Hace días fui por un jugo de mora al Parque de las Flores, el que queda en la avenida Venezuela a la altura del CitiBank.
Imaginé que así debe oler el cielo. Hay aproximadamente 47 módulos en los que se venden distintas especies de flores, aquellas delicadas partes reproductivas de las plantas espermatofitas o fanerógamas.
Admito que poco me gustan. Sí, son bellas y fragantes, pero el centro del girasol parece un estropajo y me recuerda no sé por qué, ese rapé mariposa con el cual tengo serios traumas, y los cartuchos, tan raros y duros, que me cuesta entender por qué son tan apetecidos por las suegras y solteronas en los protocolos nupciales. Y no me refiero al blanco de su hoja.
Sin embargo siempre me agradaron los tulipanes. Quizá porque nunca he sentido el olor que se desvanece lentamente tras su muerte, como si Dios los hubiese puesto para recordarnos lo efímero de la belleza y de nuestra vida misma. Por eso no disfruto de sus pétalos frágiles, desprendidos uno a uno por enamorados y despechados, o bien, marchitos en los adioses de las coronas fúnebres.
Al pagar el jugo caminé por ese espacio, no tan grande, que comparten sujetos que expiden actas y extrajuicios con sus máquinas de escribir. Vendedores de minutos, de jugos, de tintos, de celulares, todos bajo la sombra del gran árbol de bonga que protege a sus frágiles compañeras.
“Ellos no tienen porqué estar aquí, están informalmente. Los de las máquinas y otros están dentro del parque pero no pertenecen a la corporación”, me comentó Alfonso Reyes, presidente de la Corporación de Vendedores de Flores –Corvepaflor- mientras terminaba su almuerzo.
Según Reyes, el parque fue organizado en 1983 por varios comerciantes que se dedicaban a la venta exclusiva de flores. Francisco Julián Lopera es uno de ellos. Su floristería Isis es de gran tradición en el sector.
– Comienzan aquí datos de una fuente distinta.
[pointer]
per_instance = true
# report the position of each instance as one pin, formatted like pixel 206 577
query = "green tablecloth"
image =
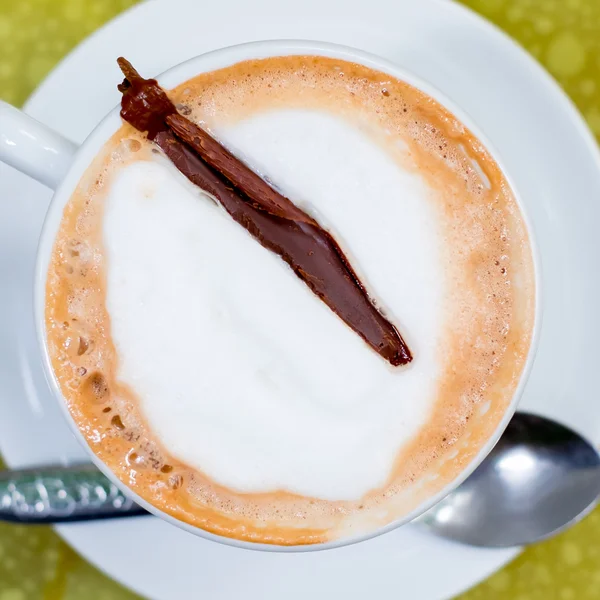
pixel 563 34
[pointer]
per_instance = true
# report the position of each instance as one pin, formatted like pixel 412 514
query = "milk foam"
pixel 199 368
pixel 241 372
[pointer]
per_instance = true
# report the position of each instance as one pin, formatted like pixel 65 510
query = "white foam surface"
pixel 241 371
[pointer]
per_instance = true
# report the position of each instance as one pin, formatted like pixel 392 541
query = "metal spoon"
pixel 539 479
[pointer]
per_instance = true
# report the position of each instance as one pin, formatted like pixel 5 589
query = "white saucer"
pixel 551 157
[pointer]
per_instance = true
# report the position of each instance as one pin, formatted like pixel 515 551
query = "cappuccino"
pixel 211 380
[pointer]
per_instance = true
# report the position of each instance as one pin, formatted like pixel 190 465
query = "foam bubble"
pixel 208 377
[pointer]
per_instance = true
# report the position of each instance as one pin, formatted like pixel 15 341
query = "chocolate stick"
pixel 272 219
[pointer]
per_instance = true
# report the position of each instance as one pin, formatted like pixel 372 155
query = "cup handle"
pixel 33 148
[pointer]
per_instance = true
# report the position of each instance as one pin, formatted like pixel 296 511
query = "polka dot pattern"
pixel 35 564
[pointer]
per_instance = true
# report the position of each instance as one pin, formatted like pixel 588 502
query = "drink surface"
pixel 211 380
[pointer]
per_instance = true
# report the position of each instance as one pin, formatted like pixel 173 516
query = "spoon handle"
pixel 61 494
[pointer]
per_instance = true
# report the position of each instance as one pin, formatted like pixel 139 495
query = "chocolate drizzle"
pixel 270 217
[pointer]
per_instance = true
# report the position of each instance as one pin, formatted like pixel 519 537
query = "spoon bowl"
pixel 538 480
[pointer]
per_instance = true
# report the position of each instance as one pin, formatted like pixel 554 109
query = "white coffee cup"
pixel 45 155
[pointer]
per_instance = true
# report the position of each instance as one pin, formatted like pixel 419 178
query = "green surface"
pixel 563 34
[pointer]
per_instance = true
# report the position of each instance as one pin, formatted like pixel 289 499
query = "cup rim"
pixel 211 61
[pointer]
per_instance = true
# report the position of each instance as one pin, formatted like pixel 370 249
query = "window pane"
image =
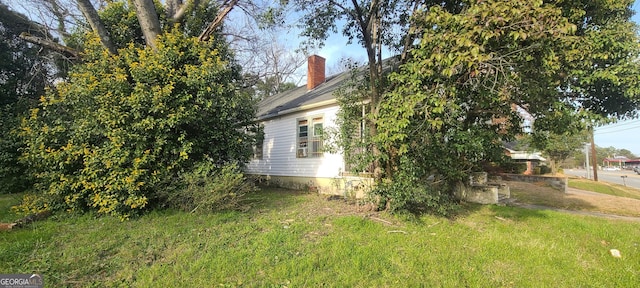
pixel 317 129
pixel 303 131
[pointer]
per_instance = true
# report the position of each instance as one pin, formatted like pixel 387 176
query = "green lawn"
pixel 604 188
pixel 302 240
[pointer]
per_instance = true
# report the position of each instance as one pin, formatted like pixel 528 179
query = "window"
pixel 309 137
pixel 257 148
pixel 257 133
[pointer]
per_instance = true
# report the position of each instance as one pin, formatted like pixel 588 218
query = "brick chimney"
pixel 315 71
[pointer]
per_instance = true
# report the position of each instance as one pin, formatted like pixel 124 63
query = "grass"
pixel 6 201
pixel 302 240
pixel 604 188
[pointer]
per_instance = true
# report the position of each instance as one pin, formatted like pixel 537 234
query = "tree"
pixel 474 65
pixel 373 24
pixel 128 131
pixel 24 75
pixel 559 147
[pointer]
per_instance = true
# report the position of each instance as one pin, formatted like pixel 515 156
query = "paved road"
pixel 632 180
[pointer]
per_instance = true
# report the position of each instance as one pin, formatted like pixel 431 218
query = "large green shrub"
pixel 123 126
pixel 210 187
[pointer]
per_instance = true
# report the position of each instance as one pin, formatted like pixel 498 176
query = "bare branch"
pixel 149 21
pixel 227 6
pixel 96 24
pixel 51 45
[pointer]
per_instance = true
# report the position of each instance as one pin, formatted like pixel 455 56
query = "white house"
pixel 291 154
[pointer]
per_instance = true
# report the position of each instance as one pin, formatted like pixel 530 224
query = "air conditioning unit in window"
pixel 302 152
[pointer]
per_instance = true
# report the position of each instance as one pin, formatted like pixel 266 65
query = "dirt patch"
pixel 574 199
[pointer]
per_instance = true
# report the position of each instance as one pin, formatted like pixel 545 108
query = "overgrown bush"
pixel 124 126
pixel 410 191
pixel 209 187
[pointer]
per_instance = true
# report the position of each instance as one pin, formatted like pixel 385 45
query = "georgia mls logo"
pixel 21 281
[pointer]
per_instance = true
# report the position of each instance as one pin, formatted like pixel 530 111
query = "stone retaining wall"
pixel 560 183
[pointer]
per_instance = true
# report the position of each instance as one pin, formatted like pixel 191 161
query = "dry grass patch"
pixel 544 194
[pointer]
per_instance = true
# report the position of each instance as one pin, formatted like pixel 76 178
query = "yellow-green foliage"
pixel 125 125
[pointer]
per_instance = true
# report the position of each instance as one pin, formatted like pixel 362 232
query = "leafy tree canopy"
pixel 124 126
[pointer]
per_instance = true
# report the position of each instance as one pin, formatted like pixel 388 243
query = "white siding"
pixel 279 149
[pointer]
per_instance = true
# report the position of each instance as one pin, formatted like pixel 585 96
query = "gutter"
pixel 298 109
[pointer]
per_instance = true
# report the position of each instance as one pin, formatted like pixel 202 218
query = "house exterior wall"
pixel 279 163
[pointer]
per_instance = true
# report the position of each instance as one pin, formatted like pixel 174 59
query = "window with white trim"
pixel 309 133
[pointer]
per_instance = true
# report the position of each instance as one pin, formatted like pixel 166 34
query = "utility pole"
pixel 586 159
pixel 594 158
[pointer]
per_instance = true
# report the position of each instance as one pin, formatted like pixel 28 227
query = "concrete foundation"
pixel 347 186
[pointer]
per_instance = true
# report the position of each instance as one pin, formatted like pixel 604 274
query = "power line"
pixel 615 131
pixel 615 126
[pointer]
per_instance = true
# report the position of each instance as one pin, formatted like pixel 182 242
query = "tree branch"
pixel 72 53
pixel 92 17
pixel 226 8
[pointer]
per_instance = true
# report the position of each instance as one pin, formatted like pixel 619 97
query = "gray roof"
pixel 300 99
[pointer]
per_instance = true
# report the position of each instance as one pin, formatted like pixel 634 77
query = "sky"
pixel 621 135
pixel 624 134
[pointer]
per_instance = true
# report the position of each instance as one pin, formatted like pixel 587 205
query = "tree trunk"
pixel 96 24
pixel 68 52
pixel 149 21
pixel 225 8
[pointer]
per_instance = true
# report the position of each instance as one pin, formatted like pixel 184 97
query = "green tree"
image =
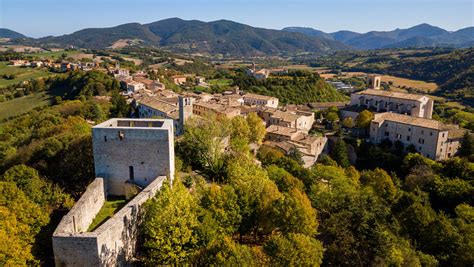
pixel 332 117
pixel 240 128
pixel 381 182
pixel 225 252
pixel 119 108
pixel 363 119
pixel 257 128
pixel 296 155
pixel 467 146
pixel 294 250
pixel 340 153
pixel 169 224
pixel 348 122
pixel 203 145
pixel 294 214
pixel 221 203
pixel 283 179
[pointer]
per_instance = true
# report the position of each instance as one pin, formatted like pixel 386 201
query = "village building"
pixel 19 62
pixel 153 85
pixel 177 109
pixel 179 79
pixel 300 120
pixel 133 87
pixel 260 100
pixel 388 101
pixel 374 81
pixel 285 139
pixel 206 109
pixel 431 138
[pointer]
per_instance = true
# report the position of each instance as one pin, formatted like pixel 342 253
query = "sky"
pixel 39 18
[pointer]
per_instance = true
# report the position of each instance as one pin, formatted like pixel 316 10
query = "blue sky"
pixel 39 18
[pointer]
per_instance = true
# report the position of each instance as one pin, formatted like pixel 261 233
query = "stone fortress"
pixel 132 158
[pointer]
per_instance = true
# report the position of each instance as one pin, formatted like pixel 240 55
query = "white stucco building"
pixel 430 138
pixel 388 101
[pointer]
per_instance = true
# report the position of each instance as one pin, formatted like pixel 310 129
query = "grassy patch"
pixel 20 73
pixel 221 82
pixel 110 207
pixel 24 104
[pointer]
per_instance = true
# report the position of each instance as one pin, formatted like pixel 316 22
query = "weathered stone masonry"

“El 30 de agosto, hace cinco años, pasamos a ser vendedores formales con la remodelación del parque que tiene 47 módulos, entre los que entraron hace pocos años, 10 ventas de jugos y de discos”, asegura Lopera. Y seguí mi recorrido por el tramo central del parque.
Ahí estaban las margaritas, los lirios, violetas, jazmines, pompones y claveles, cada una con un colorido especial, esperando ser compradas. Se pueden conseguir flores de quinientos pesos -un girasol-, hasta los arreglos más elaborados que pueden costar 20 mil pesos, dependiendo de su complejidad.
“A nosotros nos gusta ayudar a la gente, cobramos barato”, decía Marlene Martínez, de la floristería Marle. “Compran mucho para matrimonios, primeras comuniones, arreglos, centros de mesa y decoraciones”, y por un infortunio rutinario, flores para despedir a un ser querido. Algunas de ellas mueren sin ser compradas, por eso también las venden sintéticas.
Marlene arreglaba unas rosas. Las regaba y cercenaba sus porciones marchitas. Una señora preguntaba por claveles que la “seño” de su hijo le mandó a comprar. La morena se decidió por las rosas. Aquellas rojas me traían un recuerdo.
Lavaba los platos a eso de las seis. Cumplía meses con él. Por tanto esperaba algo especial. A mí me dieron rosas. Un ramo de unas doce envuelto en un papel tornasolado y la sonrisa de él esperando mi rostro sorprendido. Lo más que pude hacer fue regalarle un beso y unas gracias de cartón.
Mi madre cuidó de ellas. Las metió en un jarrón con agua. Debió ser de esa que se trae de la Iglesia pues aquellas rosas vivieron hasta estos días, cuando por vainas del partido liberal -como dice mi papá-, sacudía ese libro empolvado que entre sus páginas conservaba la fragancia tenue de la flor que un día creció, y tiñó de carmín las hojas que se la llevaron e hicieron de ella un fósil perfecto.
Pareciese que esa rosa me esperaba todos estos años. Cuando tomé su tallo inerte, toda la gracia se desplomó. Las flores viven de amor. Ella percibió el sinsentido de su prolongación en esas hojas, que ya no eran más el recuerdo de un viejo amante. Y al sentir esa soledad, ese olvido por el otro, no tuvo más remedio que echarse a la muerte, ahora sí para siempre.
Por eso me resisto tanto a ellas. A ese encanto que desaparece tan rápido como el amor. La próxima vez que reciba una flor, ojalá obtenida de ese parque fragante, espero que sí sea para siempre.